But what if I get injured?
This is a concern that many Jets players have reportedly had, especially after what happened to Leon Washington, although Darrelle Revis is the only one who seems to regularly address the point with the media. Ferguson is obviously confident that he is a durable player and will be able to play for many years at a high level. More importantly, it seems he wouldn’t want to collect huge sums of money if he was unable to earn it. If a player is concerned about potential lost earnings they can probably take out insurance. That won’t come cheap, but that’s exactly the reason why the Jets are not prepared to land themselves in a situation where they are paying for someone who can’t earn their keep. The bottom line is that, as long as he can play at a level that merits this kind of money, he will be able to do so, and it has hopefully been set up in a way that any chance of a future holdout is mitigated, particularly with 4 x $1m at stake if he decides to hold out.
What does this do to the Jets cap situation?

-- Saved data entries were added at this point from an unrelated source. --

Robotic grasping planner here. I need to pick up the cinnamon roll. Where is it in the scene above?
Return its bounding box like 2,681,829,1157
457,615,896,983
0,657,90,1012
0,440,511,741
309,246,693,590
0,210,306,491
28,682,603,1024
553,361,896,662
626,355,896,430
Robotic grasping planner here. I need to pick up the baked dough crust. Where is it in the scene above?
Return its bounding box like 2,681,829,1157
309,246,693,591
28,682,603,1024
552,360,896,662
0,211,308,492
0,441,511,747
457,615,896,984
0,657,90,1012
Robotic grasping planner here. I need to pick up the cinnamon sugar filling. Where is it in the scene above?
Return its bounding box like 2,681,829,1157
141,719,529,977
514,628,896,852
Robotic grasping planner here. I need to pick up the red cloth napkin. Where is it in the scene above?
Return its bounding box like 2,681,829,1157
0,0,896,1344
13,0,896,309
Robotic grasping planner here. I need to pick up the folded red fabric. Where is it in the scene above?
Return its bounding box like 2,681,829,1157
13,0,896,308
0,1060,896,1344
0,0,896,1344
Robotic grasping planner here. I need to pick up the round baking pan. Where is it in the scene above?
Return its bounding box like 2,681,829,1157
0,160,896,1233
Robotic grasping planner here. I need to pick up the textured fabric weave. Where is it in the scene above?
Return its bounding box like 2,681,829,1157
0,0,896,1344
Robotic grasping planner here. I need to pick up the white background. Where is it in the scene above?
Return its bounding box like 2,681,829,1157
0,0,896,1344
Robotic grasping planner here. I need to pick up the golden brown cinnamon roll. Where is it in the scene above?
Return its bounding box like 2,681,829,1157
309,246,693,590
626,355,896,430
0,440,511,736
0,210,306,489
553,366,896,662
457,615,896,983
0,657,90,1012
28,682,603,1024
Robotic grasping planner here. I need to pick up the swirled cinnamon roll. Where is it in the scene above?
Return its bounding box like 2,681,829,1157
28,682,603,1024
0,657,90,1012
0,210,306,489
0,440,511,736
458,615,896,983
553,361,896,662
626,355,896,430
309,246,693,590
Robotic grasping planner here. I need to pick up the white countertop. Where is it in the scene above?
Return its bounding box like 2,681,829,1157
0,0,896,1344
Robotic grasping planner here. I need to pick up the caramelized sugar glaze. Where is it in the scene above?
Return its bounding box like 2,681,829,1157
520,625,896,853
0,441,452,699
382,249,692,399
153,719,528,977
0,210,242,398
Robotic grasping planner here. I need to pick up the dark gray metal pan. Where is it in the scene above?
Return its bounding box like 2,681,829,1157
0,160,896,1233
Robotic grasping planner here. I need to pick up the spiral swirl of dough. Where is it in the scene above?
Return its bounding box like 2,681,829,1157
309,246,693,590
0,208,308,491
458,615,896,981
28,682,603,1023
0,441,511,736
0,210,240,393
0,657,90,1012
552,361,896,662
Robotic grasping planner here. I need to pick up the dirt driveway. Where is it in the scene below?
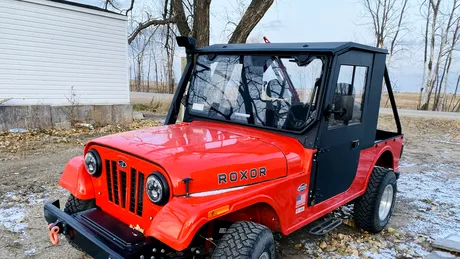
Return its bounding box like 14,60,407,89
0,116,460,258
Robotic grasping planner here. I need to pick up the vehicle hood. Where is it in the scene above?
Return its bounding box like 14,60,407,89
87,122,302,195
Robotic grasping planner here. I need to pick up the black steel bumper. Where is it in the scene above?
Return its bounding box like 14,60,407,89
44,200,186,259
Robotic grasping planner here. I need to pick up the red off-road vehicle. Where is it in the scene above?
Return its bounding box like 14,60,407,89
44,37,403,259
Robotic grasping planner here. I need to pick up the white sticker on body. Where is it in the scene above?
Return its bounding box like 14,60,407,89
233,112,251,118
192,103,204,111
295,206,305,214
295,193,306,208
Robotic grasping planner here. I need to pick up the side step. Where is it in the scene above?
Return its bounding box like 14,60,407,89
308,218,343,236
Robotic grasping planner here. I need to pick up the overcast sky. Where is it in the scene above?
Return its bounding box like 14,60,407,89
73,0,452,92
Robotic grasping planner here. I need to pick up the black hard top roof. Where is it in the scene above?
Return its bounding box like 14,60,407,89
196,42,388,54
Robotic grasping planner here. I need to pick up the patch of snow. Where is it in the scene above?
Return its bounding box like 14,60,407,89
0,207,27,232
398,171,460,238
399,161,460,169
24,248,37,255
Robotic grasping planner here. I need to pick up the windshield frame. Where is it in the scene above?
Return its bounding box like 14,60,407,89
182,51,333,135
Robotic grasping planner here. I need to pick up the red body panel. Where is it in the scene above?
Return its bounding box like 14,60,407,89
59,156,94,200
60,122,402,250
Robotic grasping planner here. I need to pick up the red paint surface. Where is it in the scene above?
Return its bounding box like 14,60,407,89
60,122,402,250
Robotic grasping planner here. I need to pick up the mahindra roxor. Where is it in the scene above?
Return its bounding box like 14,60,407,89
44,37,403,259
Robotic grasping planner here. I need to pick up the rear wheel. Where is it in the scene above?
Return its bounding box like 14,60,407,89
354,167,397,233
212,221,275,259
64,194,96,251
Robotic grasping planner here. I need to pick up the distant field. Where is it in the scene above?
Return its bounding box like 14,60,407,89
131,87,460,111
380,93,460,111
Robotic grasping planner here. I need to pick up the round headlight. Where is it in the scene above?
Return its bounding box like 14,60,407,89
85,149,102,176
145,172,169,205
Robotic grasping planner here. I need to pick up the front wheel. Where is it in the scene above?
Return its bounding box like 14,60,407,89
354,167,397,233
212,221,276,259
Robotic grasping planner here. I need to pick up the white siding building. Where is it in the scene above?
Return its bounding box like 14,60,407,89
0,0,129,105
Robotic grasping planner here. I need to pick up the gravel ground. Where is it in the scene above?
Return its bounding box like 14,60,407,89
0,116,460,258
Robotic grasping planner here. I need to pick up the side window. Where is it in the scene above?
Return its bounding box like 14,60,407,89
328,65,367,128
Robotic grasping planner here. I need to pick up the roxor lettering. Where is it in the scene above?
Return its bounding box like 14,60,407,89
250,168,257,179
217,174,227,184
240,170,248,181
259,167,267,176
217,167,267,184
229,172,238,183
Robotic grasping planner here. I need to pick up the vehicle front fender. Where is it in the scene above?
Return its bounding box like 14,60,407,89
145,183,285,251
59,156,95,200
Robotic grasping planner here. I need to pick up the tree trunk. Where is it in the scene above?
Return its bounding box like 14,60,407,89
421,0,441,110
417,0,431,110
172,0,191,36
136,55,142,92
193,0,211,48
448,75,460,111
227,0,274,43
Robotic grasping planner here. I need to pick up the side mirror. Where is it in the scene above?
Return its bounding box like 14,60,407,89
334,95,355,121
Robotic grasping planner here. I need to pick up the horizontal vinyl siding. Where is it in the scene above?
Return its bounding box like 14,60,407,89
0,0,129,105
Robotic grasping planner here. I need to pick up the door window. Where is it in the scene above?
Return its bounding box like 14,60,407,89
328,65,367,128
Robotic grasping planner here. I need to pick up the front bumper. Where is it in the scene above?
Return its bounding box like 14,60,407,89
44,200,186,259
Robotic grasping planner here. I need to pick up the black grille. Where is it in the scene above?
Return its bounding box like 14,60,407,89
120,171,126,208
137,175,144,216
105,160,145,216
105,160,113,202
129,168,136,213
112,161,120,205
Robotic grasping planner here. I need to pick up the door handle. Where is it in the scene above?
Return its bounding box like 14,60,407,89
351,139,359,148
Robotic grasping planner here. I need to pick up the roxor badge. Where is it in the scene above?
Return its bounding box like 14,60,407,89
217,167,267,184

As you may recall, I tried to put together a theoretical scenario whereby the Jets re-signed not only the core four, but also Cromartie, Edwards and Holmes by 2011. I assumed Brick would get a 6 year, 60m deal bolted onto what he was due up to the end of 2010, but he actually got (exactly) that sum bolted onto what he was due for 2011 as well. Despite this minor difference, the crucial factor is that 2011 cap number, which will affect their ability to sign people in the next capped year. In my estimate, his 2011 cap number was just over $10m and we have calculated the actual 2011 cap number to be just under $9.6m, so they have actually created additional cap space in that year of around $3m, slightly higher than I suggested. In other words, they are still on course, if resigning everyone is the path they choose to take. I wonder if the fact that they didn’t give Ferguson any upfront money and were able to create that additional cap space now means that they will forward a contract offer to Darrelle Revis with some upfront guarantees in it. We will have to wait and see.
Shame on you, Florio
I don’t think a light-hearted quip about Leon Washington and Joe Theismann and their respective leg injuries will ever be appropriate. I’d like to say I lost all respect for you with that comment, but…[/embargo reinstated]
I think that sums up the main issues. We can expect more details to filter out, but for now it seems appropriate to congratulate Brick and the Jets on what looks like a fair deal for both parties.